Regulated expression of microRNAs during differentiation of mouse embryonic stem cells into cardiac myocytes

Regulated expression of microRNAs during differentiation of mouse embryonic stem cells into cardiac myocytes

Tomohide Takaya1, Teruhisa Kawamura1, Koh Ono2, Rieko Takanabe1, Shinji Kaichi3, Toru Kita2, Hiromichi Wada1, Tatsuya Morimoto1, Akira Shimatsu1, Koji Hasegawa1.

  1. Division of Translational Research, Kyoto Medical Center, National Hospital Organization, Kyoto, Japan.
  2. Department of Cardiovascular Medicine, Graduate School of Medicine, Kyoto University, Kyoto, Japan.
  3. Department of Pediatrics, Graduate School of Medicine, Kyoto University, Kyoto, Japan.

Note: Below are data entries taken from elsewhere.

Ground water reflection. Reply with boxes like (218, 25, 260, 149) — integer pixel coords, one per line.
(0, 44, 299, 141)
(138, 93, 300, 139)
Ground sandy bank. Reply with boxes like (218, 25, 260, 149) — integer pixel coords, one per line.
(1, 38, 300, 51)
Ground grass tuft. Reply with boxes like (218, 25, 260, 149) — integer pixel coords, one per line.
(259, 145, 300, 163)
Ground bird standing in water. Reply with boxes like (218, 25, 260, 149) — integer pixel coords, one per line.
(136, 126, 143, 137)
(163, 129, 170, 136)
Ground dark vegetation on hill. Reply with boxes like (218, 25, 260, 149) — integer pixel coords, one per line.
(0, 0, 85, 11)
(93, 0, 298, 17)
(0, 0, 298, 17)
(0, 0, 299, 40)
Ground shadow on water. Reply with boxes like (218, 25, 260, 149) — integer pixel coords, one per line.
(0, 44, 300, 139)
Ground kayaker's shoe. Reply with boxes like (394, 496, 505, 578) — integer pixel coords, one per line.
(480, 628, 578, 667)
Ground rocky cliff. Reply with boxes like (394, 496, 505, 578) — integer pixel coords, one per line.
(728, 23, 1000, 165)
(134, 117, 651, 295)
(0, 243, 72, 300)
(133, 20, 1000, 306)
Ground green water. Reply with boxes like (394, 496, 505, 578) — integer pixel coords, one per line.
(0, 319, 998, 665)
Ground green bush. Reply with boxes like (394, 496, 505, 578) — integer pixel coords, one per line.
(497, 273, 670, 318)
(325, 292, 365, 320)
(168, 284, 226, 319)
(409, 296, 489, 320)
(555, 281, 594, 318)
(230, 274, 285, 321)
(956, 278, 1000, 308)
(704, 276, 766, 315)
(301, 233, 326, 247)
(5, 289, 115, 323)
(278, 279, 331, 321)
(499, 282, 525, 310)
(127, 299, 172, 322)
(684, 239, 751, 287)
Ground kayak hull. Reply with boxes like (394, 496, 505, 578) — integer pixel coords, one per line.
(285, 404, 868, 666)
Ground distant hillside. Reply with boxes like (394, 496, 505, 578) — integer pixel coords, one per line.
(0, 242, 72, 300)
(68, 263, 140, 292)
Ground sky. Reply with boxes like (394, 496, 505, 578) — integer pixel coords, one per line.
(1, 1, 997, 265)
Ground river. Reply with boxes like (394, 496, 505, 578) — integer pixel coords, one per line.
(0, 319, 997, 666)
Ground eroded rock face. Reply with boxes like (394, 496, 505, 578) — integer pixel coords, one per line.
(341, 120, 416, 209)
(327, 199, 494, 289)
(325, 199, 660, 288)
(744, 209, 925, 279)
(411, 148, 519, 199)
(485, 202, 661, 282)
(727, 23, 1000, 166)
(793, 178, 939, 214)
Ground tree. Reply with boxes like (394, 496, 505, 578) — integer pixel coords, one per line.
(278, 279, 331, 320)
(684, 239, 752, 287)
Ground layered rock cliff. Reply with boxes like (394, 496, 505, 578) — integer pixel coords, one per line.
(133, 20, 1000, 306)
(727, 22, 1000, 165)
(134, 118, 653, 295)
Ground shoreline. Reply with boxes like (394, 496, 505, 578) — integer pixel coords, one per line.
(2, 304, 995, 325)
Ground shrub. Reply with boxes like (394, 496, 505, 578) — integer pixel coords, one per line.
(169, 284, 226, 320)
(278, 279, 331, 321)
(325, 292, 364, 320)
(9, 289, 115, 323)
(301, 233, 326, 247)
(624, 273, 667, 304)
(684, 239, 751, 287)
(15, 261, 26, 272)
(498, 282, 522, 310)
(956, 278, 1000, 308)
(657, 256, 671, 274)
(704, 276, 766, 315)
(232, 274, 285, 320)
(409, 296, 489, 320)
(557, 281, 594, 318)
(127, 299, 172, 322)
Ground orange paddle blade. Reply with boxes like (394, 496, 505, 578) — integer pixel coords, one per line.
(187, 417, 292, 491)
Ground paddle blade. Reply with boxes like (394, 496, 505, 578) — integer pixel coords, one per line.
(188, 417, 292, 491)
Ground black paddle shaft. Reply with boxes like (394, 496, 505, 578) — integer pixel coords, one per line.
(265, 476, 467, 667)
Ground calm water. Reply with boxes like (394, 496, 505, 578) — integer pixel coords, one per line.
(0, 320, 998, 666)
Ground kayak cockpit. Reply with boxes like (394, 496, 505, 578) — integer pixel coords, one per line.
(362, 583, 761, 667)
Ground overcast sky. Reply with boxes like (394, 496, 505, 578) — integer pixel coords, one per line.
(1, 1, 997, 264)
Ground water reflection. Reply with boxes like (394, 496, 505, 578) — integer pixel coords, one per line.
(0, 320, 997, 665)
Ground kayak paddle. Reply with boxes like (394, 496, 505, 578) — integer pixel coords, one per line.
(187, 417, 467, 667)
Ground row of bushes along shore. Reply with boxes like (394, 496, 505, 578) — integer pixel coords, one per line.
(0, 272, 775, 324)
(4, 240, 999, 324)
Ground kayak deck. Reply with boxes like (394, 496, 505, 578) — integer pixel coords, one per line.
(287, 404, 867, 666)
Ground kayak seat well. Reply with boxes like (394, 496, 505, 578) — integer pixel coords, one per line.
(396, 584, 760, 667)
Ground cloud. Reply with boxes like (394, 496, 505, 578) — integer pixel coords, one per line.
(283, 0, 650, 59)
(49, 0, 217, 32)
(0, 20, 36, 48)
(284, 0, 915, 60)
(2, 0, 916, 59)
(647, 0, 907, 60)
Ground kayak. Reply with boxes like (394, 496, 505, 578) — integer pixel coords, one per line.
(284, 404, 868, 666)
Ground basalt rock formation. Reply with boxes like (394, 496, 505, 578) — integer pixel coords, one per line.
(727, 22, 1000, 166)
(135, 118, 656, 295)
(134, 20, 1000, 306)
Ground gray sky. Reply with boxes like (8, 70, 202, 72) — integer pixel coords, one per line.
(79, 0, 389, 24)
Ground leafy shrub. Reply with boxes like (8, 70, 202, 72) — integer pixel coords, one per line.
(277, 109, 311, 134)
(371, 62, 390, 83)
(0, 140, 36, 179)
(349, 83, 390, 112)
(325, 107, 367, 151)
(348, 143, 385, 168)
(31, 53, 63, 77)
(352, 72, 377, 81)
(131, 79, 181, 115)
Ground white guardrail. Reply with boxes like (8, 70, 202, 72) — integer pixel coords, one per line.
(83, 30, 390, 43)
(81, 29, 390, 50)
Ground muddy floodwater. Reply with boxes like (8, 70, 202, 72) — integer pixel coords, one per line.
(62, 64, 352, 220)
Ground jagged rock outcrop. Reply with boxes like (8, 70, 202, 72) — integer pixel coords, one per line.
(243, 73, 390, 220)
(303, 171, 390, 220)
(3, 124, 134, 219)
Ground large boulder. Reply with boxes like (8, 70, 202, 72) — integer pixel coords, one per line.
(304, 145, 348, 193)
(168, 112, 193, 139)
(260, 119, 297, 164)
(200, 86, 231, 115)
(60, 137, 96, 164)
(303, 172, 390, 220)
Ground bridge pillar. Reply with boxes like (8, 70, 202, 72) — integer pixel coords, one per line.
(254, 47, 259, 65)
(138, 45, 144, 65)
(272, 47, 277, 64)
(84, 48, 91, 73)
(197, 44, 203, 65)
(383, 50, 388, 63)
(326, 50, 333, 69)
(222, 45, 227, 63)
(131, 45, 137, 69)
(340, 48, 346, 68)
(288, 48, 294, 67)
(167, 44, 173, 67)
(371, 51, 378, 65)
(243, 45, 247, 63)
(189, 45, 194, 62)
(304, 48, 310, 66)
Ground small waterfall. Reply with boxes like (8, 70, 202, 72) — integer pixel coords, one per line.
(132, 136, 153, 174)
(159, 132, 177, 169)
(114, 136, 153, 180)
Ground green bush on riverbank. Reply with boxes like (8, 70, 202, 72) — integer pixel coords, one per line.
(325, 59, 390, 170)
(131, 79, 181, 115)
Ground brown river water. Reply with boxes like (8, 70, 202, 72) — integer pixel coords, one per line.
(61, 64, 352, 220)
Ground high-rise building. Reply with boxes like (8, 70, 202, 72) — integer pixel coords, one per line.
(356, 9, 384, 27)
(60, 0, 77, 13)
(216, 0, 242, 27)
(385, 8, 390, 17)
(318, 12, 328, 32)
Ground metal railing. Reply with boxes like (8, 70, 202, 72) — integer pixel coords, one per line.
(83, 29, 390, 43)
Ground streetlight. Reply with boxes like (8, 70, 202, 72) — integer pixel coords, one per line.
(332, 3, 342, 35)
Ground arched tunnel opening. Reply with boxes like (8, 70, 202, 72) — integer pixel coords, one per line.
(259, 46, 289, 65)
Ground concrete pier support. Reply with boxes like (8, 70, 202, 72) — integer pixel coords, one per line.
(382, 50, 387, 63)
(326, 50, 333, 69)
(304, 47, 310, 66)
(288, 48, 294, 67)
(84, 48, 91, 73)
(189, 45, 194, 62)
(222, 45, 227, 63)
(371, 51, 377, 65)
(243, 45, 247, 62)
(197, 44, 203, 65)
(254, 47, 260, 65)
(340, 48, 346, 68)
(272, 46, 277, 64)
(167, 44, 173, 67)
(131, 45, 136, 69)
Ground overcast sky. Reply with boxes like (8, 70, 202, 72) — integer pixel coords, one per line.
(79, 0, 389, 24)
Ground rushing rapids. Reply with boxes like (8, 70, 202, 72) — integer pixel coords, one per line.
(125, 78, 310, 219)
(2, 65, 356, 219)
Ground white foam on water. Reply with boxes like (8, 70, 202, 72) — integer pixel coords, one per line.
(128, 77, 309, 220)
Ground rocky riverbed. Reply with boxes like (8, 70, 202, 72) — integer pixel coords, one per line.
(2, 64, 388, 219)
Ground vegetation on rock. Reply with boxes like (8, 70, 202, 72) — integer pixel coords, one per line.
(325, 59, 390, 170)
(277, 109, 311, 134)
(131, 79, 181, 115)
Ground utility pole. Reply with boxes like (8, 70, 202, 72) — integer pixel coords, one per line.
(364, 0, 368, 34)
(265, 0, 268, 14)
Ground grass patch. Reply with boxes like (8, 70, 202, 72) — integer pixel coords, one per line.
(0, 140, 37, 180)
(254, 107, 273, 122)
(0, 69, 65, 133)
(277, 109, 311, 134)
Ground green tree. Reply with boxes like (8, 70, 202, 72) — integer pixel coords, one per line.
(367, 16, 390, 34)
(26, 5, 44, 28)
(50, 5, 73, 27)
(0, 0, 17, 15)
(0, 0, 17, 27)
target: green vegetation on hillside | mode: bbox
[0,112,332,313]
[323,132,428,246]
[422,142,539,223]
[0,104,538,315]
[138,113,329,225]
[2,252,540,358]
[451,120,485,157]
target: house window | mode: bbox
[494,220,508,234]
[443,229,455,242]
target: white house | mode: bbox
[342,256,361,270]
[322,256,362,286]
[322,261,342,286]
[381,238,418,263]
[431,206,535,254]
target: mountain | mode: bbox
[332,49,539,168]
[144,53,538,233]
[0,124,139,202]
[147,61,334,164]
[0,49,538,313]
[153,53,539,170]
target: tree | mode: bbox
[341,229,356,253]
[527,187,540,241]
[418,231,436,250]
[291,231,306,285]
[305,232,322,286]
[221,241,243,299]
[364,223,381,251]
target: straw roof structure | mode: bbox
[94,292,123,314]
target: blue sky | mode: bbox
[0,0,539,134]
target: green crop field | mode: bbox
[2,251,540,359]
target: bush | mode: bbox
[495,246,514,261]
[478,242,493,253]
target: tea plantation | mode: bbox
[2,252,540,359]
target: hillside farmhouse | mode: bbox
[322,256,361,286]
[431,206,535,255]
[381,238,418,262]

第71回日本循環器学会学術集会 (神戸), 2007/03/16 (口演).

Abstract

MicroRNAs (miRNAs) are short non-coding RNAs that repress translation or cleave RNA transcripts. Increasing evidence suggest important roles of microRNAs in various biological processes including cellular differentiation. Previous studies report that microRNA-1 and microRNA-133 are involved in skeletal muscle differentiation, and that microRNA-143 is required for growth inhibition. However, the role of these microRNAs during differentiation of embryonic stem (ES) cells into cardiac myocytes is unknown. Mouse ES cells were cultured with leukemia inhibitory factor (LIF) to maintain undifferentiated state. To induce differentiation, ES cells were cultured for 8 days on 96-well plates without LIF. RNA was isolated from undifferentiated ES cells, differentiation-induced ES cells and the adult mouse heart. Mature microRNA-1, 133b and 143 were specifically amplified by real-time RT-PCR using microRNA-unique primers. All of these three microRNAs were strongly expressed in the adult heart but very weekly expressed in undifferentiated ES cells. Upon induction of differentiation, the amount of each microRNA normalized with that of 5S ribosomal RNA was increased. Among these three microRNAs, cardiac specificity, defined as the expression level in the adult mouse heart relative to that in undifferentiated mouse ES cells, was the highest in microRNA-1 and the lowest in microRNA-143. These findings suggest possible roles of microRNAs in the early stage of myocardial cell differentiation and that microRNA-1 is involved in cardiac specificity.